The crypt, part of the original  structure, is highly atmospheric with illustrations of angels playing trumpets and what my guide book tells me are bagpipes. Anyone, angels included,  playing ‘Scotland The Brave’ for all eternity might just shorten the queue for Heaven a little.
The cathedral contains some colourful friezes, one showing the murder of Thomas a Becket in Canterbury cathedral in 1170. He was more Norman than English, with connections to Bayeux, hence meriting the illustration here. We forget that religious buildings were often decorated in bright colours that have faded over the centuries. This restored small alcove suggests how parts of the cathedral may have looked in its heyday.
I do like a nice gargoyle. This one is a carving rather than a gargoyle but look like he’s just bitten on a sour lemon.
Above all it’s the sheer elegance of the building that is so impressive. Look at the vaulting bathed in the gentle light through the east end stained glass windows.
The Bayeux Tapestry used to be shown annually in the Cathedral but is now on permanent  exhibition at a dedicated museum a few hundred metres away where it is stored under optimum conditions to preserve it for posterity.

This is where we’re now heading , to the Tapestry Museum. Long queues, so we buy the tickets and come back after lunch. Now slightly shorter queues.
No photos of the tapestry, understandably, so what follows are photos of photos that may not be best quality. 
The tapestry is 230 feet long, 20 inches high and contains 58 numbered scenes. Scolars say there was originally one further scene, now missing, at the end. 

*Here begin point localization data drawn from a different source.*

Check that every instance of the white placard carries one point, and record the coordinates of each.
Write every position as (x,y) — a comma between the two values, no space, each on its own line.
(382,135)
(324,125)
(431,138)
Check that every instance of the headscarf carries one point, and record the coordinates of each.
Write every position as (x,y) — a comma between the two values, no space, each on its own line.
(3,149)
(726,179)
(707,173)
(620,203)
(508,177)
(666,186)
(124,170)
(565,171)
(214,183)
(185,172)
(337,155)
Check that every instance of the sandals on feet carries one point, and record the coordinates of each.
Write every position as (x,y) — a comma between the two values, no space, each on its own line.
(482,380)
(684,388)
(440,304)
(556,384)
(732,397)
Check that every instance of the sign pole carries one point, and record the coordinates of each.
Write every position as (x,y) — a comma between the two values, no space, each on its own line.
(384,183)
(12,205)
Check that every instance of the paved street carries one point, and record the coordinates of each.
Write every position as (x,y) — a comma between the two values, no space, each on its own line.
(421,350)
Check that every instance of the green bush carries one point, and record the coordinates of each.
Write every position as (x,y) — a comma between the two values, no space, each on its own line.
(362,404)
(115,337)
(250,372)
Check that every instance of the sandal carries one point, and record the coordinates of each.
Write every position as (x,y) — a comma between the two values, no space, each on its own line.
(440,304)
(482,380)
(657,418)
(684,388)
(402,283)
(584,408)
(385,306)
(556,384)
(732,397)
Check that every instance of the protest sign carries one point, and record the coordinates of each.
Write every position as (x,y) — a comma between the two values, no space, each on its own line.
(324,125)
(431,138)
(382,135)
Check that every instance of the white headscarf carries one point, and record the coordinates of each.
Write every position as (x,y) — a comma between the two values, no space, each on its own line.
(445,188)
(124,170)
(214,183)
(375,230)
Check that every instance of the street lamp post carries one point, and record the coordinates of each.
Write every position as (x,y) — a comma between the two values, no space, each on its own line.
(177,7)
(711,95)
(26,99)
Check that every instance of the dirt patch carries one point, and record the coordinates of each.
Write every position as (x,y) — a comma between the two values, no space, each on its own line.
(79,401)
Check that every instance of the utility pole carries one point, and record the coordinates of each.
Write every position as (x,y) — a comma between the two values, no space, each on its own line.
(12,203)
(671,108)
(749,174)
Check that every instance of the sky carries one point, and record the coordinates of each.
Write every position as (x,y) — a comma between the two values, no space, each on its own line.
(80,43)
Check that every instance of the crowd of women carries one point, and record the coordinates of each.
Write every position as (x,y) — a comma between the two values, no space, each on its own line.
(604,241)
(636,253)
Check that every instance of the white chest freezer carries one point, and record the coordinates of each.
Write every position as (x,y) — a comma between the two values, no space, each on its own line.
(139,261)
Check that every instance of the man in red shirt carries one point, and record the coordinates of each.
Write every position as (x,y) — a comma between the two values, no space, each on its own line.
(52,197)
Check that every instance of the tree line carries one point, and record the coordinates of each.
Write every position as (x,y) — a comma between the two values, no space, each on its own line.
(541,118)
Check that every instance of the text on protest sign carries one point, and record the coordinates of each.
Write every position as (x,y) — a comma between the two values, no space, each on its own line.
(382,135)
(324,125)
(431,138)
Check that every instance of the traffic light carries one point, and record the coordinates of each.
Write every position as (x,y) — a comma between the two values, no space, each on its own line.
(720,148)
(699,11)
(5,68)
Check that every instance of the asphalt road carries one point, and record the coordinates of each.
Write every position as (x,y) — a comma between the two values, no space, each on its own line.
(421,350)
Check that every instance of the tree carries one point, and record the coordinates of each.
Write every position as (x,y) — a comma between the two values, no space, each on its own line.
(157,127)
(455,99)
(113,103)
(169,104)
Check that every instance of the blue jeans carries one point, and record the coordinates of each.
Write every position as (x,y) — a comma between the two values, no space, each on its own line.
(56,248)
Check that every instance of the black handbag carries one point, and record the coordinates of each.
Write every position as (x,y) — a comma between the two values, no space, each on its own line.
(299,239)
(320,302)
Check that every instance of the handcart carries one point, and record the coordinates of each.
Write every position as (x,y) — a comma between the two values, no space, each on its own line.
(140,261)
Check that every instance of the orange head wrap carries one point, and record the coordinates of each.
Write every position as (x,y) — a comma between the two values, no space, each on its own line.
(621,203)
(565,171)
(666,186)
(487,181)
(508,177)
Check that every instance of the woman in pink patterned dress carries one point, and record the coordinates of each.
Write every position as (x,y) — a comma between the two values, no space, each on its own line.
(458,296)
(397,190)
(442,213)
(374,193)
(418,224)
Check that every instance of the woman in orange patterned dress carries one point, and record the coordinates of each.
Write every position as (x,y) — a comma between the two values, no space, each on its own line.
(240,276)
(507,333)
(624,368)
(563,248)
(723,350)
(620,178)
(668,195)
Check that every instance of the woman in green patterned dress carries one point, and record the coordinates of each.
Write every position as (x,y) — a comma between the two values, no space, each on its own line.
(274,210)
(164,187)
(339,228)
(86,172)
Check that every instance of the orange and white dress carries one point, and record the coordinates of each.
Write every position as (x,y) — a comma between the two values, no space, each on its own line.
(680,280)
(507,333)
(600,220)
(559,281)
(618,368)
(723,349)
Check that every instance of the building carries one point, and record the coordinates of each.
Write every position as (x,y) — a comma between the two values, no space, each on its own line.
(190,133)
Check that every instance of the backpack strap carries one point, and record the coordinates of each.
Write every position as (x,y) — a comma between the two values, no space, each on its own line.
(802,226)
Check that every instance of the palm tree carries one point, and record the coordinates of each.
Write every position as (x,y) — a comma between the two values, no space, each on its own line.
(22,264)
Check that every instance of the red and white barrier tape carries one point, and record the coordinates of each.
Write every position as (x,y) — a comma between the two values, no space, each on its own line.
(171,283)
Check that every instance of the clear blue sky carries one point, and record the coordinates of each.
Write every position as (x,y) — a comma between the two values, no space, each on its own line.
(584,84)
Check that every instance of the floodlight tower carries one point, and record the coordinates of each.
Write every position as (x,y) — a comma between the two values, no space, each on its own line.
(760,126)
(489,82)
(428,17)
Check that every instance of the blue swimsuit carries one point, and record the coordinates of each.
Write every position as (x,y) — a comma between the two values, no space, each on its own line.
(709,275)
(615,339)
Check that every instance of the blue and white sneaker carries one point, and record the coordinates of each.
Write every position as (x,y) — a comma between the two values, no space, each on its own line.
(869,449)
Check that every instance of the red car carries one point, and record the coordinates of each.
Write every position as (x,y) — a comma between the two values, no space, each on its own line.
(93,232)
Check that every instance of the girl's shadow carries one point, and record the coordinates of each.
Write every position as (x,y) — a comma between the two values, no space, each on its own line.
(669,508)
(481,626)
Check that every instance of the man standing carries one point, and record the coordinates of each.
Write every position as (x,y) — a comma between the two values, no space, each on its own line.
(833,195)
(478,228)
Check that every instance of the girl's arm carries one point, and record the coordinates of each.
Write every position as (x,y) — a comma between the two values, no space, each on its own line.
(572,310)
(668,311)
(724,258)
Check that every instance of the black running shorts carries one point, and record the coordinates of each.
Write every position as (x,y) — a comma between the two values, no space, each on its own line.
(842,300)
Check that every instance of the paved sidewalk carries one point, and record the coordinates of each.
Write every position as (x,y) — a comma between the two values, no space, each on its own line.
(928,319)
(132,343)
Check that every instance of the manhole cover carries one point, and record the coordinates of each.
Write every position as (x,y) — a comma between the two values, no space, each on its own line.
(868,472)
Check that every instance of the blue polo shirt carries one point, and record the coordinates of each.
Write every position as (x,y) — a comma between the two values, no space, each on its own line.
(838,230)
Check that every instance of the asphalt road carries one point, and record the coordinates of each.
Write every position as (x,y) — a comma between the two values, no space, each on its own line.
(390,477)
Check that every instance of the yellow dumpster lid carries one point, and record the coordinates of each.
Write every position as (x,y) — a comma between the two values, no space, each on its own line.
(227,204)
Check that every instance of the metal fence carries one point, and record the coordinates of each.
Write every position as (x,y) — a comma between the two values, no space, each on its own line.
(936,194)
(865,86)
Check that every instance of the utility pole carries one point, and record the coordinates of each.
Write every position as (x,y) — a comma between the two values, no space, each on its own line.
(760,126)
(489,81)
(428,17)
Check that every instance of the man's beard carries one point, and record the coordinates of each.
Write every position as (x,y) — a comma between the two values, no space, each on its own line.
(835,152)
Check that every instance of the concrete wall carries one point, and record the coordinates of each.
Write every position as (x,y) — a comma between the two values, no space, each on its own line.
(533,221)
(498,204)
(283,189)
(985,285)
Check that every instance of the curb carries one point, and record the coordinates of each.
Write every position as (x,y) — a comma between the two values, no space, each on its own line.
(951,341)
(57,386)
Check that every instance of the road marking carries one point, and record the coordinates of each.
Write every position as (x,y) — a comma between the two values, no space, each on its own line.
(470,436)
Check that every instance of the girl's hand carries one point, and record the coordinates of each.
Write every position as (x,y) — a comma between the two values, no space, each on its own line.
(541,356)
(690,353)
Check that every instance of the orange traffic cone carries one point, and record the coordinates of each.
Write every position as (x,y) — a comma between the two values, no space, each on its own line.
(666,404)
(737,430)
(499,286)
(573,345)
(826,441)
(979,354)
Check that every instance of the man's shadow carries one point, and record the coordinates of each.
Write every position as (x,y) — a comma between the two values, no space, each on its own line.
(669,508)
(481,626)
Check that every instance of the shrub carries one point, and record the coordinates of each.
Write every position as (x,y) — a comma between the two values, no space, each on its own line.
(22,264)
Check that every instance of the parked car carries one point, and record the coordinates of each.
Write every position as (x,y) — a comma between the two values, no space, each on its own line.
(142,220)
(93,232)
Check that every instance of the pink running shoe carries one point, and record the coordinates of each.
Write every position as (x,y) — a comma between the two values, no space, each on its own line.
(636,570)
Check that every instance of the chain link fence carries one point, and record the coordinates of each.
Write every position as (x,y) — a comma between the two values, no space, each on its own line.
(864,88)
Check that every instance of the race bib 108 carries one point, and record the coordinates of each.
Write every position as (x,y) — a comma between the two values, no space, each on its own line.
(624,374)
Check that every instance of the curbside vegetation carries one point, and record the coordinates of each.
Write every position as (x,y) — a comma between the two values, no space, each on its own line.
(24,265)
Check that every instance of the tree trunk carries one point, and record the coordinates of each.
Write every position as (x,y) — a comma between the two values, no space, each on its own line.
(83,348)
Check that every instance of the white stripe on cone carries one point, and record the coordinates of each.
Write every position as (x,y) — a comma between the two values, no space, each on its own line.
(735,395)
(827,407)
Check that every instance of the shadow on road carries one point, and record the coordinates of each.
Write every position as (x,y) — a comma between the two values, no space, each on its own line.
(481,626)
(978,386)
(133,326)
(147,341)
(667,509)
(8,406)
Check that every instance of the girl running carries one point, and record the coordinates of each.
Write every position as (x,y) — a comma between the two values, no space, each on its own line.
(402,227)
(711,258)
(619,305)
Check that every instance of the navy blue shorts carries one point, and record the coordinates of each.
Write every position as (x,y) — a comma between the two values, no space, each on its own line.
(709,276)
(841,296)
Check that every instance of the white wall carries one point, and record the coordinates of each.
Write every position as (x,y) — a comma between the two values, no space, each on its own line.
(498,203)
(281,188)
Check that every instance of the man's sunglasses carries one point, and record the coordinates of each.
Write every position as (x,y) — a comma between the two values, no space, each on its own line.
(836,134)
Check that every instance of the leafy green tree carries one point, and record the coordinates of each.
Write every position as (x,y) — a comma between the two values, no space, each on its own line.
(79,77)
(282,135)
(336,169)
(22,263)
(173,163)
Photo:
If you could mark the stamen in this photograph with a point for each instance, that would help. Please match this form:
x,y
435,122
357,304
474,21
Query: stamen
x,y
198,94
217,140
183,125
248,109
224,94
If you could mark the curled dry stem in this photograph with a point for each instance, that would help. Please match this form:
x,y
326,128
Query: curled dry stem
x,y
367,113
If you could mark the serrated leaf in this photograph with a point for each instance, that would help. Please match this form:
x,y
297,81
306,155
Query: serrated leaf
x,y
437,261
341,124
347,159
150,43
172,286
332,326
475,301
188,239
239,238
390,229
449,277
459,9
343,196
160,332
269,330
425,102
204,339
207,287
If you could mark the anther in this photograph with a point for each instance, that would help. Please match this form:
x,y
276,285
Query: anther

Each visitor is issued with an audio guide describing the events in sequence in the tapestry. The audio commentary starts automatically and cannot be paused: you have to keep moving so the description synchronises with where you’re looking.   
The story starts with ageing English king Edward The Confessor sending Harold to tell William Duke of Normandy that  he, William, is to be the successor to the English throne. Harold pledges allegiance to William and they are the best of chums.  Shortly after, King Edward dies and Harold grabs the throne of England for himself. William feels both incensed and betrayed so decides to invade England to reclaim what he sees as his right. Here’s the invasion fleet on the way.
It seems to be quite a jolly affair, indeed, the commentary pointed out that some of the horses on board are smiling. Then, when they land at Pevensey beach, they have a barbie! Chicken and various meats are identified and a good time is had by all. Bishop Odo is seen seated at the circular table on the extreme right.
Now comes the serious bit. William moves inland a few miles to join battle with Harold who has appeared  with his troops that have forced marched from Stamford Bridge in Yorkshire. Notice how the tapestry manages to impart movement to the mounted horsemen by the use of different colours. Bishop Odo- that man again- is seen in one of the frames carrying a mace into the battle. Being in holy orders, he was not allowed to draw blood but it was ok to brain the enemy with his mace. Must keep to the rules.
Sad end- and we all know this bit- Harold perishes with an arrow in his eye. He’s difficult to spot, but Harold is holding the almond shaped burgundy shield with the white cross. He’s also the one with the arrow in his eye. Should have worn safety goggles.
 The final outcome was that William won and was crowned King of England in Westminster Abbey on Christmas Day 1066.

The Tapestry was commissioned soon after 1066 by none other than Bishop Odo. As expected, the story is told from the Norman perspective, but that is the winner’s prerogative. Its account is pretty even-handed, to be fair.
It is generally thought to have been embroidered in England, probably Winchester or Canterbury; perhaps both.
The Tapestry’s own history is quite diverse, and it is first recorded in 1476 as part of the Bayeux Cathedral inventory. It disappears and pops up again regularly, for instance in the French Revolution when it was used for covering military wagons until rescued by a local lawyer. Now it’s safe in its climate controlled environment.
The Tapestry is a unique historical document, particularly in furnishing us with military and civilian details of that era. We certainly felt it a privilege to be able to look back through its window on events nearly 1000 years ago.